|
'Baklava Gaziantep'te yapılır, Gaziantep'te yenir'
|
|
Gelelim ağız tadı, baklavaya. Antep'e gidip de İmam Çağdaş'a uğramadan dönmek olmayacağı için, son gün bu kebap ve baklava tapınağının yolunu tuttum. Dantel kadar ince ve ağızda dağılan lahmacunla başlayan yemek serüveni azar azar olmak üzere hemen tüm kebap çeşitleriyle devam etti. Bugüne dek bu kadar lezzetli kebaplar tatmadığımı itiraf ederim. Ancak asıl büyük olay, yemeğin sonunda gelen bol fıstıklı kare baklava, fıstık ezmesi ve bülbül yuvası oldu. Ağızda eriyen, tereyağının ve yarı olgun, zümrüt yeşili fıstığın olağanüstü aromalarının damakta yarattığı şöleni tarif etmek çok zor. Babası ve oğlu ile birlikte restoran ve baklavacı dükkanını işleten Burhan Çağdaş çekingen, son derece mütevazı bir Anadolu beyefendisi. Tam da "Bu baklava İstanbul'da da bulunabilse, ne kadar iyi olur" diye aklımdan geçirirken, Burhan bey, "Babam, baklava Gaziantep'te yapılıp yenmeli, diyor," diye hayallerimi yıktı. Lezzetin büyük ölçüde Antep'in kuru havasından ve baklavanın geleneksel odun fırınında pişirilmesinden kaynaklandığını, modern fırınlara göre daha uzun sürede pişen baklavanın daha farklı olduğunu da anlattı. Kısa sürede geliri katlamak gibi bir hırs olmayınca, işte böyle nefis şeyler üretilebiliyor.
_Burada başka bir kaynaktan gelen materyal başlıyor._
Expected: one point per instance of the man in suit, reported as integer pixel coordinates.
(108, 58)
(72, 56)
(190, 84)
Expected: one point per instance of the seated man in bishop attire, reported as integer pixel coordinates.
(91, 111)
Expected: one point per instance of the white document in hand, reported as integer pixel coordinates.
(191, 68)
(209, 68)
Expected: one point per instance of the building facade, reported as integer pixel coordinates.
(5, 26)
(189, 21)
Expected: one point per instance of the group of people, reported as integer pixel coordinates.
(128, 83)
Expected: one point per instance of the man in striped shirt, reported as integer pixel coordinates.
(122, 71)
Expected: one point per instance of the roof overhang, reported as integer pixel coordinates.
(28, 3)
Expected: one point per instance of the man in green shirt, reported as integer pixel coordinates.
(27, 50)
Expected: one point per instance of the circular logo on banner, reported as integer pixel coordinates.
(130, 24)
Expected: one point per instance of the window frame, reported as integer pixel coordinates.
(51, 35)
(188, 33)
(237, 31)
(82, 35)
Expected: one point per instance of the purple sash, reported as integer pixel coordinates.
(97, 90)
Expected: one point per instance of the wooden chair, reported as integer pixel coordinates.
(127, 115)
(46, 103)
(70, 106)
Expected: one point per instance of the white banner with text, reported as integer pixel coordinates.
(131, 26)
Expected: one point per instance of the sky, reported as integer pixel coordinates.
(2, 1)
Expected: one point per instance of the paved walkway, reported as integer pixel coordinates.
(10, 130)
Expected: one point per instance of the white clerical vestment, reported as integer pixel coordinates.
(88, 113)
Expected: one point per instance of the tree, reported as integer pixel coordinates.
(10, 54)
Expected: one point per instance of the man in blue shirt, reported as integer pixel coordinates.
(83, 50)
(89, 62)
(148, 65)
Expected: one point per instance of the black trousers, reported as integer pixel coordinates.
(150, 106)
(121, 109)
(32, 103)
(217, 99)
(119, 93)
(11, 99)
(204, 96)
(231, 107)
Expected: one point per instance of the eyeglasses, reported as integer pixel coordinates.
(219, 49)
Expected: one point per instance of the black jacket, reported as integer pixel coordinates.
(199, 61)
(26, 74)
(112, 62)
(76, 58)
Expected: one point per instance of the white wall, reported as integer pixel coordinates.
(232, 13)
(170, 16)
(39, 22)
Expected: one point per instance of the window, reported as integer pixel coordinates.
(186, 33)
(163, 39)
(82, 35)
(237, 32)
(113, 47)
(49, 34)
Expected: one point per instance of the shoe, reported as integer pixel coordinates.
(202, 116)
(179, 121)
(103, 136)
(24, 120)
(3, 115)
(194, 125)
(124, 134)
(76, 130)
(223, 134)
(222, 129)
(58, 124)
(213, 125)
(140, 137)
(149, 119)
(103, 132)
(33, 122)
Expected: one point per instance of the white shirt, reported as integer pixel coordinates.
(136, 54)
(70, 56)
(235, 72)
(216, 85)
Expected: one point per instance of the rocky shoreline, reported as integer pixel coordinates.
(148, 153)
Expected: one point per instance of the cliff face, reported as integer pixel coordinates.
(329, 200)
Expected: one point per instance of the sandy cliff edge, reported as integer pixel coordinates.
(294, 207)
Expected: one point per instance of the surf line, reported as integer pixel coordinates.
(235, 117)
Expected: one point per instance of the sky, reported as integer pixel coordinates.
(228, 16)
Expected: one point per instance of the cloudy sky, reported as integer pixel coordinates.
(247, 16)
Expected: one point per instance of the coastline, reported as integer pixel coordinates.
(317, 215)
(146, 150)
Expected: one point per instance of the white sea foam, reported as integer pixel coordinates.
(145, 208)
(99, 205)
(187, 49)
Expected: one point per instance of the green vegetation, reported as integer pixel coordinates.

Antep'ten ufkum genişlemiş, damak belleğim zenginleşmiş olarak ayrıldım. Ancak Mehmet Aslan haklıydı. İstanbul'da bir buzdağına benzetebileceğimiz Antep mutfağının olsa olsa suyun üzerinde kalan kısmını tanıyabilmiştim. Suyun altındaki lezzetler ise beni bekliyor. En kısa zamanda Antep yemeklerini öğrenmeye başlamak üzere tekrar gideceğim. Gaziantep olağanüstü bir lezzet hazinesi.